Unionism’s SAS role models

JEFFREY DONALDSON wants to hold a commemorative service in Stormont to “celebrate the lives of role models”: the role models in this case being the SAS, the assassination squad of the British Army that operates outside the law.
Jeffrey is a member of the DUP, the law and order party of unionism now running scared in front of the devolution of justice and policing powers.
Their activities have involved murders, kidnappings, bank robberies and all the dirty tricks in the illicit undercover wars that are a tradition of British colonial history.

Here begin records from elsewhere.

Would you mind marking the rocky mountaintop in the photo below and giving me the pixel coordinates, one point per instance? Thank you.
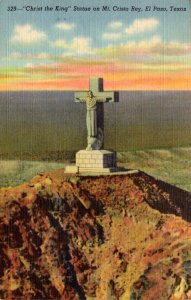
(105, 237)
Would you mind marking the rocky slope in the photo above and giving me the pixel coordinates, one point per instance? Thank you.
(106, 237)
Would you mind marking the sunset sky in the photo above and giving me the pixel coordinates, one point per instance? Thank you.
(58, 50)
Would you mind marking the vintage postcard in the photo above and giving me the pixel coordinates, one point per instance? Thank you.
(95, 149)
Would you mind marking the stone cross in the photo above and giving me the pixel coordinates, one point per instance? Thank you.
(94, 99)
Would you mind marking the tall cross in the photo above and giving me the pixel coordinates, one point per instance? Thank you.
(94, 99)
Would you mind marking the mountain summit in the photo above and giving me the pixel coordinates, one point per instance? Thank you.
(100, 237)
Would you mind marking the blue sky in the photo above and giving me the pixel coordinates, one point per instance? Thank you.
(31, 39)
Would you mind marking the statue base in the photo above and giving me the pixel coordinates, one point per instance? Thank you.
(93, 161)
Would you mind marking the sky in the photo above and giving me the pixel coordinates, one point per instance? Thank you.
(131, 46)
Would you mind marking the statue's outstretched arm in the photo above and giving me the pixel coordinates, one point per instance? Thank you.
(81, 99)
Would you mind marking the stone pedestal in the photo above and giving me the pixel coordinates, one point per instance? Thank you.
(93, 161)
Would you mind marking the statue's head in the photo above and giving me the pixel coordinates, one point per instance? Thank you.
(90, 94)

The SAS has been in operation in Ireland since 1969, long before the IRA actively engaged the British Army on the streets. Indeed, evidence has since emerged of the involvement of the SAS with other British intelligence units in many incidents in the South, aimed at eliminating republicans as well as influencing Irish Government policies.

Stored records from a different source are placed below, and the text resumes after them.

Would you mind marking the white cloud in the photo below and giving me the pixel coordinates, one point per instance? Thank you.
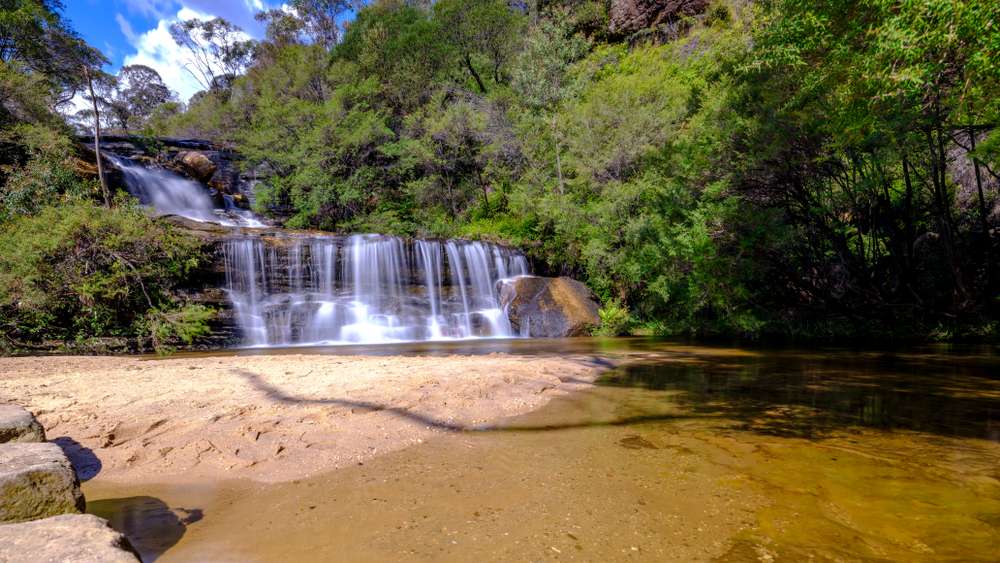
(157, 50)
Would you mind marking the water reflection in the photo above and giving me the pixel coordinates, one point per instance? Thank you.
(804, 395)
(151, 526)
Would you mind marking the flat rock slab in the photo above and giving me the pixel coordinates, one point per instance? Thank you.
(81, 538)
(36, 481)
(19, 425)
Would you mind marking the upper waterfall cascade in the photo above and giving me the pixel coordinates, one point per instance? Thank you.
(170, 193)
(367, 289)
(294, 288)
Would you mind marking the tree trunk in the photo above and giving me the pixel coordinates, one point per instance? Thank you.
(472, 69)
(555, 138)
(983, 214)
(97, 140)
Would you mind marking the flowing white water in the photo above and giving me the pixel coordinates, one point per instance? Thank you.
(366, 289)
(169, 193)
(297, 290)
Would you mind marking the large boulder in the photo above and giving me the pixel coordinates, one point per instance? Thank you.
(19, 425)
(630, 16)
(198, 165)
(549, 307)
(37, 481)
(81, 538)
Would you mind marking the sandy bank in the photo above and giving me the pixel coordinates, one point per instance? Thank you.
(270, 418)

But it was the North that bore the brunt of their death squad activities. In his book The SAS in Ireland, Monsignor Raymond Murray lists 45 murders carried out by the SAS and argues that such actions are contrary to the moral law, the law of the land and the rules of war and that the British state in itself has perverted justice.

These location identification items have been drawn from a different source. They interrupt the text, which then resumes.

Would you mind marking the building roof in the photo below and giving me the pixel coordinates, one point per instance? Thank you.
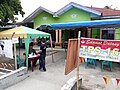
(107, 12)
(106, 23)
(35, 13)
(94, 12)
(72, 4)
(61, 11)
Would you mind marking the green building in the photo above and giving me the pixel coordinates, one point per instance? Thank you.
(74, 12)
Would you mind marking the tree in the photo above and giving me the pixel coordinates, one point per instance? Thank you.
(8, 10)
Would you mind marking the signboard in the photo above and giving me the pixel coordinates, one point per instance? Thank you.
(71, 57)
(15, 40)
(100, 49)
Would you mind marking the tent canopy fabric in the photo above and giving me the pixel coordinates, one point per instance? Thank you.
(106, 23)
(23, 32)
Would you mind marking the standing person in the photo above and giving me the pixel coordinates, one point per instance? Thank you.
(42, 55)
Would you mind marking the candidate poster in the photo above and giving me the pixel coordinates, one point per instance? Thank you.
(6, 48)
(100, 49)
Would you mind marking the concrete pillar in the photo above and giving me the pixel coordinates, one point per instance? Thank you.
(89, 32)
(60, 37)
(56, 36)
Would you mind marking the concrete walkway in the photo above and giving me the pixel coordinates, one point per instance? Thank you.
(52, 79)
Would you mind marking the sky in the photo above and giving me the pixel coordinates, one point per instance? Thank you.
(53, 5)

The result is the elaborate rigging of inquests, the most infamous being the inquest into the assassination in Gibraltar of Mairéad Farrell, Daniel McCann and Seán Savage. Prior to the inquest, the British Ministry of Defence circulated a series of deliberate untruths surrounding the circumstances of the murders to international agencies and engaged in a character assassination of one of the witnesses by a smear campaign in the British tabloids. A tissue of lies was paraded at inquests in defence of the SAS – they intended to make arrests; the other party fired first; there was a threat to life; the victim made a gesture – all well-rehearsed over the years.
In his maiden speech in the House of Commons, Labour MP Ken Livingstone claimed that SAS Captain Robert Nairac had been involved in a whole raft of murders, including the 1975 murders of the Miami Showband. He based his remarks on allegations made by former British Military Intelligence officers Colin Wallace and Fred Holroyd, who claimed that the SAS and the British security services were involved in a number of dirty tricks operations for many years.
But the full extent of their murderous activities would come later with the success of Sinn Féin in the elections of 1982. The escalation of death squad activity and the murder of many Sinn Féin elected representatives in the following years is an indication of the alarm within the British and unionist establishment that Sinn Féin was moving towards political power in Ireland. That this so-called elite murder squad didn’t succeed in their efforts to prevent the political progress of Sinn Féin must be a source of great distress to Jeffrey and his death squad supporters.
These are Jeffrey’s role models. But, then again, Jeffrey was in the Ulster Defence Regiment.